Share

Bara Dendam Sang Prabu Boko
Bara Dendam Sang Prabu Boko
Penulis: Alexa Ayang

Malam Yang Mencekam

Penulis: Alexa Ayang
last update Terakhir Diperbarui: 2025-09-09 13:37:46

Semua ingat betul malam itu, wilayah Walaing di dataran Kewu membeku dalam keheningan yang menyesakkan.Kegelapan gulita terasa semakin mencekam, ditelan oleh pasukan Medang yang menyebar di seluruh penjuru. Jentera Kenanga dan pasukannya, ‘Sanditaraparan’, telah memastikan bahwa wilayah tersebut telah terkepung, bahkan semut pun tak akan lepas dari jaring tak kasat mata mereka.

 

Rukma, tangan kanan Panglima Jentera Kenanga, nampak sangat gelisah. Tubuhnya kaku, memantulkan ketidaknyamanan yang tidak bisa ia sembunyikan sepenuhnya. 

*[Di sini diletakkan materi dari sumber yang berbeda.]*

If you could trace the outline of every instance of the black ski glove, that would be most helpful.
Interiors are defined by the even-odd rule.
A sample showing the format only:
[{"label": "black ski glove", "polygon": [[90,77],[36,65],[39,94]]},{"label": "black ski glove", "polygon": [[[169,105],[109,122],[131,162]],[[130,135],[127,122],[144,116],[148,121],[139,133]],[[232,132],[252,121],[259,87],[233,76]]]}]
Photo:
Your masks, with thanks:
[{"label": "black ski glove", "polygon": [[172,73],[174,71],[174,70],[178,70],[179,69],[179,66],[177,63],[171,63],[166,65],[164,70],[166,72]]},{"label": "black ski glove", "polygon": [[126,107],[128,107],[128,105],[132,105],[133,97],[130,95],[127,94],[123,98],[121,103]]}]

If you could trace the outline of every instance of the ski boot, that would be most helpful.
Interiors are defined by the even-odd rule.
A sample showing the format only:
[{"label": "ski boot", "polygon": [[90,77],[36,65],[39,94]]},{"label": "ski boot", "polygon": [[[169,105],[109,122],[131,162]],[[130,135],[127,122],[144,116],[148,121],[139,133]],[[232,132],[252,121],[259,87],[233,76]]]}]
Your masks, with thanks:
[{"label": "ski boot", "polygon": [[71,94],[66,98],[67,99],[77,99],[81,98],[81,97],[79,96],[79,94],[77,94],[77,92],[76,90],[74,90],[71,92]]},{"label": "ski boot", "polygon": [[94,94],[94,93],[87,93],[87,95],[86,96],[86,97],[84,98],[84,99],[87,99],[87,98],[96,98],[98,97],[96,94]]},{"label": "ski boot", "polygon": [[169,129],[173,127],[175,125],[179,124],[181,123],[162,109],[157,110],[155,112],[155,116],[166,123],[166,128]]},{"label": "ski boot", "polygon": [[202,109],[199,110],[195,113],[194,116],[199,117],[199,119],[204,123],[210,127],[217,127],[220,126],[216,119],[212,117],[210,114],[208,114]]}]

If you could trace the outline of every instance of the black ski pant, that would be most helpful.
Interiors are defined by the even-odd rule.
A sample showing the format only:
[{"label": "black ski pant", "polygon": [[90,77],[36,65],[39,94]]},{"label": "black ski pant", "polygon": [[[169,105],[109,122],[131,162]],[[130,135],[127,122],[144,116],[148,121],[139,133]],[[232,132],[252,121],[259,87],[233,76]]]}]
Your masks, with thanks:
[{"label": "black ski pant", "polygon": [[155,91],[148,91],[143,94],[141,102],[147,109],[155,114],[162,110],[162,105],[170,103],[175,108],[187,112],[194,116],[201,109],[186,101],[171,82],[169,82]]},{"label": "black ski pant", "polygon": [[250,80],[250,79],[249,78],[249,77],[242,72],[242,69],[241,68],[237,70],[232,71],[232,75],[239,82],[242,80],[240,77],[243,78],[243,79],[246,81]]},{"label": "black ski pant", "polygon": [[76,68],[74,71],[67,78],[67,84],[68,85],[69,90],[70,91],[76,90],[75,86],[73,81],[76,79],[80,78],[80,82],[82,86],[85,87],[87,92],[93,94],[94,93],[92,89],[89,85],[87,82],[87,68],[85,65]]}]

“Kau yakin dengan rencana ini, Kakang Jentera?” tanya Rukma, suaranya nyaris berbisik, diselimuti gemetar samar. “Wilayah Walaing… bahkan jangkrik pun bungkam malam. Hati kecilku resah, seolah merasakan firasat buruk yang menggantung di udara.”

 

Jentera Kenanga menoleh sedikit. Wajahnya yang tegar bagai karang pantai laut Selatan, tetap menjulang meskipun dihantam ombak ganas ribuan tahun, tak goyah. “Aku hanyalah bawahan, Rukma,” katanya dengan nada berat yang tak memberi ruang perdebatan. “Perintah Mahamentri I Halu bagaikan titah dewa yang tak mungkin ku elakkan. Jalan telah ditetapkan, dan kita hanya menjalankan bagian kita.”

Rukma mengerutkan dahi. “Tapi Wiku Sasodara… kebijaksanaannya selalu mengatakan jalan demikian bukan...”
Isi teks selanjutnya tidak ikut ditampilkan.